I'm running Anaconda 64-bit, Python 3.51 (pandas: 0.18.0) and 2.7 (pandas: 0.17.1.)
When I'm in the 2.7 environment, read_excel works properly
import pandas as pd
d=pd.read_excel(XLS1)
*** No CODEPAGE record, no encoding_override: will use 'ascii'
In the 3.5 environment, I get the following error:
import pandas as pd
d=pd.read_excel(XLS1)
*** No CODEPAGE record, no encoding_override: will use 'ascii'
---------------------------------------------------------------------------
TypeError Traceback (most recent call last)
<ipython-input-4-79b86582347b> in <module>()
----> 1 d=pd.read_excel(XLS1)
/opt/continuum/anaconda3/lib/python3.5/site-packages/pandas/io/excel.py in read_excel(io, sheetname, header, skiprows, skip_footer, index_col, names, parse_cols, parse_dates, date_parser, na_values, thousands, convert_float, has_index_names, converters, engine, squeeze, **kwds)
167 """
168 if not isinstance(io, ExcelFile):
--> 169 io = ExcelFile(io, engine=engine)
170
171 return io._parse_excel(
/opt/continuum/anaconda3/lib/python3.5/site-packages/pandas/io/excel.py in __init__(self, io, **kwds)
216 self.book = xlrd.open_workbook(file_contents=data)
217 else:
--> 218 self.book = xlrd.open_workbook(io)
219 elif engine == 'xlrd' and isinstance(io, xlrd.Book):
220 self.book = io
/opt/continuum/anaconda3/lib/python3.5/site-packages/xlrd/__init__.py in open_workbook(filename, logfile, verbosity, use_mmap, file_contents, encoding_override, formatting_info, on_demand, ragged_rows)
439 formatting_info=formatting_info,
440 on_demand=on_demand,
--> 441 ragged_rows=ragged_rows,
442 )
443 return bk
/opt/continuum/anaconda3/lib/python3.5/site-packages/xlrd/book.py in open_workbook_xls(filename, logfile, verbosity, use_mmap, file_contents, encoding_override, formatting_info, on_demand, ragged_rows)

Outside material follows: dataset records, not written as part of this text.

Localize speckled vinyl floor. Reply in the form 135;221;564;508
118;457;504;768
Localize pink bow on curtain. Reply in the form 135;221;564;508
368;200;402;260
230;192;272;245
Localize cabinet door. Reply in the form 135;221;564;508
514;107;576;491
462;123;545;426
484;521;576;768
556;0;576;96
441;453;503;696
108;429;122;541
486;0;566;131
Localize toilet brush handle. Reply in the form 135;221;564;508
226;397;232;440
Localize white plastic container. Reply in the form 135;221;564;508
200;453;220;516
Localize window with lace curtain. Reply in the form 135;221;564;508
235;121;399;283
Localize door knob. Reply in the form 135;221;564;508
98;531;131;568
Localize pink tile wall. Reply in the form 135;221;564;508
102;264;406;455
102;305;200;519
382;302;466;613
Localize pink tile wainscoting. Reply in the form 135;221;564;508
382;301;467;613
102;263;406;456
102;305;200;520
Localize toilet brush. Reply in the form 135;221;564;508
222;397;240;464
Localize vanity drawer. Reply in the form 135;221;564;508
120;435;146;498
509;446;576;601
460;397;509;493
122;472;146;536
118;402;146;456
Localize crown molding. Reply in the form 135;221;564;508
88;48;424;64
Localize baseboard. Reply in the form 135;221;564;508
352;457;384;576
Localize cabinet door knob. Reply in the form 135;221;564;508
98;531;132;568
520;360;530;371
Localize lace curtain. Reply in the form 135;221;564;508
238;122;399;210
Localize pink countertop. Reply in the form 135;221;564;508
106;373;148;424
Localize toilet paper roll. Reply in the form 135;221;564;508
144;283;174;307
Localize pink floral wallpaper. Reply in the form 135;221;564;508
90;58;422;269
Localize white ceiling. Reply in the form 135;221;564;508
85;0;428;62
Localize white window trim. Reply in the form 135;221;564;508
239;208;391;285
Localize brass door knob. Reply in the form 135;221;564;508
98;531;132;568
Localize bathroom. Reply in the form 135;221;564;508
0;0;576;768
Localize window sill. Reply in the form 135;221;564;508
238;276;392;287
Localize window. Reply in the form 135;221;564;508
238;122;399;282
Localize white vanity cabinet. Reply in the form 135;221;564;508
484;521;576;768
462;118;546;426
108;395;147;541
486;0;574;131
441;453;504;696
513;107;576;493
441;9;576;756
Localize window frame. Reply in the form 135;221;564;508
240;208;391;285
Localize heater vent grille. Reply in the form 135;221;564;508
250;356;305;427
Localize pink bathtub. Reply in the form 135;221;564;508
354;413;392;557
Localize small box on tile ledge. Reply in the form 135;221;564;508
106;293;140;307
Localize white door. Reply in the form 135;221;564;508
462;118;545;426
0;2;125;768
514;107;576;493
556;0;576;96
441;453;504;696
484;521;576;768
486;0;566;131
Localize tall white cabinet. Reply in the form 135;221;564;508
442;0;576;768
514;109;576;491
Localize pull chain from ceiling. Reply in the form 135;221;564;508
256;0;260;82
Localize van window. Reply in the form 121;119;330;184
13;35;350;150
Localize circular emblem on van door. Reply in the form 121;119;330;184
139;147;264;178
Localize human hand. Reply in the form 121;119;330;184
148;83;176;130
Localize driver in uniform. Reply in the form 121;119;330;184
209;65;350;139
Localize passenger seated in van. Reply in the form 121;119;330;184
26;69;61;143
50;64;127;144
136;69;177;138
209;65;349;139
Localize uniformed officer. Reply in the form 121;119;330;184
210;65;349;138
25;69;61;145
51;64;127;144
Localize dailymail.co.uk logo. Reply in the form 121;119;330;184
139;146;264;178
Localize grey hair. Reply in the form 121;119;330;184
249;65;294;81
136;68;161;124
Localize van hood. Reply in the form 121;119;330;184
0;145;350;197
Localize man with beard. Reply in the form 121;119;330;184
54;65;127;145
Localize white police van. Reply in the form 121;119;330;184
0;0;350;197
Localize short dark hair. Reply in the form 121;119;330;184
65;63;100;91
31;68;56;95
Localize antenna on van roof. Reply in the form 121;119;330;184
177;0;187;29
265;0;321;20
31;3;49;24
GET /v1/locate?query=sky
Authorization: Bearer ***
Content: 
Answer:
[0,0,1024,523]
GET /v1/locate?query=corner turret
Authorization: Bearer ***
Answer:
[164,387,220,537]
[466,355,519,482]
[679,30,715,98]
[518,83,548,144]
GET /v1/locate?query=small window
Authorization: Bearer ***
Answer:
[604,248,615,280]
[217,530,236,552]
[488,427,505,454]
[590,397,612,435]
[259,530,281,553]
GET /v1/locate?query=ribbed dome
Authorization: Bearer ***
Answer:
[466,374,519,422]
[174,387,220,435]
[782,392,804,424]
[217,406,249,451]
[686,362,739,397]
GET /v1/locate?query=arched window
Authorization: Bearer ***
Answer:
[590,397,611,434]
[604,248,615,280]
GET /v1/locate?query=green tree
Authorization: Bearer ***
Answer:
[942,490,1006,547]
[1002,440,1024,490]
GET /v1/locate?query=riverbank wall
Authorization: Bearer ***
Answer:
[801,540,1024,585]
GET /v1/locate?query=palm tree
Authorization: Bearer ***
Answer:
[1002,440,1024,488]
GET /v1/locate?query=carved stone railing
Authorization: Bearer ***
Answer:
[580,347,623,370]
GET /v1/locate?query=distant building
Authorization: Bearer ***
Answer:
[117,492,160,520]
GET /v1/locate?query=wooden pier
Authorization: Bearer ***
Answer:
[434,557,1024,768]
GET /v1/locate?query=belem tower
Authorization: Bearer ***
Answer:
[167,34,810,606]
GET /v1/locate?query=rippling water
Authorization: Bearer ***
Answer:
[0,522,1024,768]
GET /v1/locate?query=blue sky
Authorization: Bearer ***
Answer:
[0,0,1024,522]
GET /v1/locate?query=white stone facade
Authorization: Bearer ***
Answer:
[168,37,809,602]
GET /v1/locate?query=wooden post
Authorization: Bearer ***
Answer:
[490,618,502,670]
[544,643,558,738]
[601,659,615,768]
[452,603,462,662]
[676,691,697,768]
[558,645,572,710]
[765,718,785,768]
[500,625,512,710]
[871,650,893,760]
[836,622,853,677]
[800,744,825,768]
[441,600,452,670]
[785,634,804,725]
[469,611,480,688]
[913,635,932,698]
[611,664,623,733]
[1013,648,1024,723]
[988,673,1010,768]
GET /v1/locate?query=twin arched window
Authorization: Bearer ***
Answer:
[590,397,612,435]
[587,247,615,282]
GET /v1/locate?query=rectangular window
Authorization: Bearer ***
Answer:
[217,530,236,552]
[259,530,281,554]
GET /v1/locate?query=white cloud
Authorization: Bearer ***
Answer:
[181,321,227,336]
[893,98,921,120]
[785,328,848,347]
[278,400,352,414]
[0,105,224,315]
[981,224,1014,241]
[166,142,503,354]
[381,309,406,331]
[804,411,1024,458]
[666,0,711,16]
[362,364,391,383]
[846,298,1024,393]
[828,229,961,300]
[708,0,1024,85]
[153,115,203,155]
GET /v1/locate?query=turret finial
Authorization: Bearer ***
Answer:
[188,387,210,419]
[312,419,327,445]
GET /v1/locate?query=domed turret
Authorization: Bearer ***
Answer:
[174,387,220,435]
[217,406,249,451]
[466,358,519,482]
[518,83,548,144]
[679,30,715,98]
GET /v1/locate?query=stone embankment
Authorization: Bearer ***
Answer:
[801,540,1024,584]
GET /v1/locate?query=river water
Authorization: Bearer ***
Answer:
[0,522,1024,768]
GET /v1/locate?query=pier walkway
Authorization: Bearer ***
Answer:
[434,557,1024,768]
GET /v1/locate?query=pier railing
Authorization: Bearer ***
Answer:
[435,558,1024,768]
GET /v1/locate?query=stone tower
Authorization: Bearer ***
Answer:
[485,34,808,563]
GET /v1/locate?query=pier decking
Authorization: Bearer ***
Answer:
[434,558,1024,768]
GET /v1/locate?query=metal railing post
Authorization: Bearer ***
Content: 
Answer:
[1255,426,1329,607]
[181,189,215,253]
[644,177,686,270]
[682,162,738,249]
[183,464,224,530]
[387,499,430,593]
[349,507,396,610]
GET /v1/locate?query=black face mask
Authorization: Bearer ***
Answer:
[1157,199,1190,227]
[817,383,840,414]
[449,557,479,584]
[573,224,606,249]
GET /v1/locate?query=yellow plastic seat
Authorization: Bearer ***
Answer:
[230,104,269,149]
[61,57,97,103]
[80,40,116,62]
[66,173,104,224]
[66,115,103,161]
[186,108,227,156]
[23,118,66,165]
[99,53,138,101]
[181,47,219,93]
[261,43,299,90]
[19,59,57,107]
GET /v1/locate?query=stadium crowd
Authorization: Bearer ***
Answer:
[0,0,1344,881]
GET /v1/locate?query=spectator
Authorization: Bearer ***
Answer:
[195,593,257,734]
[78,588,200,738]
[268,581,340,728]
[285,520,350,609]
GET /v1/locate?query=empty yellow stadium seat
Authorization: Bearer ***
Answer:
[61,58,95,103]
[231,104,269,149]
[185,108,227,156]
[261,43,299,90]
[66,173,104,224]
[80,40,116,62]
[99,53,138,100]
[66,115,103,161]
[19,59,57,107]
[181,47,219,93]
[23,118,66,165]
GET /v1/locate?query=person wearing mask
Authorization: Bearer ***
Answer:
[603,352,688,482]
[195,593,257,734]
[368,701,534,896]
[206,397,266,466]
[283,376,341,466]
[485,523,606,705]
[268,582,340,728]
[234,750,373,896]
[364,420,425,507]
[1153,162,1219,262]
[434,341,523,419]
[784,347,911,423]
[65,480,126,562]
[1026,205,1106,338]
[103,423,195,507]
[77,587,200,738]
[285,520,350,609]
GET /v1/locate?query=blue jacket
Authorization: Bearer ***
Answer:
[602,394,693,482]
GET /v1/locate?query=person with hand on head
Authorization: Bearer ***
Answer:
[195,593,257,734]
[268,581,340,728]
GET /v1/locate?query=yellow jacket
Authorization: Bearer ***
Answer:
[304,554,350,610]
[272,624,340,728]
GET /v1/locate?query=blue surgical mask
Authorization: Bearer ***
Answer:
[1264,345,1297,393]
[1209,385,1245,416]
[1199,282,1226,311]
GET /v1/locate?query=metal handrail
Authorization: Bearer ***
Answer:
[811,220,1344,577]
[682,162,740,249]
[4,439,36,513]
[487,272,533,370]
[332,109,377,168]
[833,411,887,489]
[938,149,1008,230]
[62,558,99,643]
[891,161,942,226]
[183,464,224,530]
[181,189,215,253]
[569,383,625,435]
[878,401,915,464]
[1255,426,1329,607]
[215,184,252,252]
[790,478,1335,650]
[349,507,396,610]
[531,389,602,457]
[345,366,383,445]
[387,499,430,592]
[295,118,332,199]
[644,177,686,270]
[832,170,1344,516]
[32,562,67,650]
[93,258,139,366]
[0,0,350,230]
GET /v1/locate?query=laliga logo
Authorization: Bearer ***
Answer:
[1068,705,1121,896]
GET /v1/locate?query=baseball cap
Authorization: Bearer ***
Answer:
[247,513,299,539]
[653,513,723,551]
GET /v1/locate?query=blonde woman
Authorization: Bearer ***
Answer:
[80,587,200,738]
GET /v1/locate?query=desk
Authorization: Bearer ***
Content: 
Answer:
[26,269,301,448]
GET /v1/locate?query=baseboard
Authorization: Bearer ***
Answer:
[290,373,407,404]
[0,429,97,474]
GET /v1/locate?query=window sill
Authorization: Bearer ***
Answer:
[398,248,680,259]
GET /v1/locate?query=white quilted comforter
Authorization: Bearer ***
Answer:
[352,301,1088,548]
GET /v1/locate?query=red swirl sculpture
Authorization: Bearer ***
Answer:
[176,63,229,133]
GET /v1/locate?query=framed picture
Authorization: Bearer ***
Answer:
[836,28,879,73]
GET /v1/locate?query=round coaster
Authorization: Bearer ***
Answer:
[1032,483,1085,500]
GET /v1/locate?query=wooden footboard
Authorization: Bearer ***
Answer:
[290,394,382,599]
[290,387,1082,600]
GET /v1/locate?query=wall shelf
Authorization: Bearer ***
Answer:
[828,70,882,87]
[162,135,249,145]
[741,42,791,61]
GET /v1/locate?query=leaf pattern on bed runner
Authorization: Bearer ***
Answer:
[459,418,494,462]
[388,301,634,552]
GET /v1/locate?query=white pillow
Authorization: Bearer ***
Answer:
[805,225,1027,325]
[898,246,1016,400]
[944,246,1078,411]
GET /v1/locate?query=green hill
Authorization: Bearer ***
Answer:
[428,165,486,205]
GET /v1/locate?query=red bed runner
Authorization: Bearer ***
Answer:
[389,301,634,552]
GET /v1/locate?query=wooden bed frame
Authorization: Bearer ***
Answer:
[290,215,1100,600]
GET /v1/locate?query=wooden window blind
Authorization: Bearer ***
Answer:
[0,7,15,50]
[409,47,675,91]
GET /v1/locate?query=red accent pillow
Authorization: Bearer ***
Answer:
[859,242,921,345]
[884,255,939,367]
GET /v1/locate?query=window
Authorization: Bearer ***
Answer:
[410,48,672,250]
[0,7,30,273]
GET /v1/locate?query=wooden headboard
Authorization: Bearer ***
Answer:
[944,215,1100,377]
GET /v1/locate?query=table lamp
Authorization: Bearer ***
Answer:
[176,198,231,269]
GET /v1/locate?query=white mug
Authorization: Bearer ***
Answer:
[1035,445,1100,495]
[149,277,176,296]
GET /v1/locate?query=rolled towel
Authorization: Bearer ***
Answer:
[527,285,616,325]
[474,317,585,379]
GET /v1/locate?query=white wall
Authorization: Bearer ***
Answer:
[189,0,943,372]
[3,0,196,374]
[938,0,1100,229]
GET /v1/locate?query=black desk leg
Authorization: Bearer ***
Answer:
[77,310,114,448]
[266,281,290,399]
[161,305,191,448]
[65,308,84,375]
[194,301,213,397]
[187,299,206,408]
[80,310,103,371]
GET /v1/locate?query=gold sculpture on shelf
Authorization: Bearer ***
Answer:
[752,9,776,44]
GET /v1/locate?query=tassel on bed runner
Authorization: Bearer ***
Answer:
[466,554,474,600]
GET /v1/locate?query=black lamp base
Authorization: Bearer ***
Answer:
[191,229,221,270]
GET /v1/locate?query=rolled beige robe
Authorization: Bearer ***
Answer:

105 "*** Setting on_demand to False.\n")
106 bk.on_demand = on_demand = False
--> 107 bk.fake_globals_get_sheet()
108 elif biff_version == 45:
109 # worksheet(s) embedded in global stream
/opt/continuum/anaconda3/lib/python3.5/site-packages/xlrd/book.py in fake_globals_get_sheet(self)
685 self._sheet_visibility = [0] # one sheet, visible
686 self._sheet_list.append(None) # get_sheet updates _sheet_list but needs a None beforehand
--> 687 self.get_sheets()
688
689 def handle_boundsheet(self, data):
/opt/continuum/anaconda3/lib/python3.5/site-packages/xlrd/book.py in get_sheets(self)
676 for sheetno in xrange(len(self._sheet_names)):
677 if DEBUG: print("GET_SHEETS: sheetno =", sheetno, self._sheet_names, self._sh_abs_posn, file=self.logfile)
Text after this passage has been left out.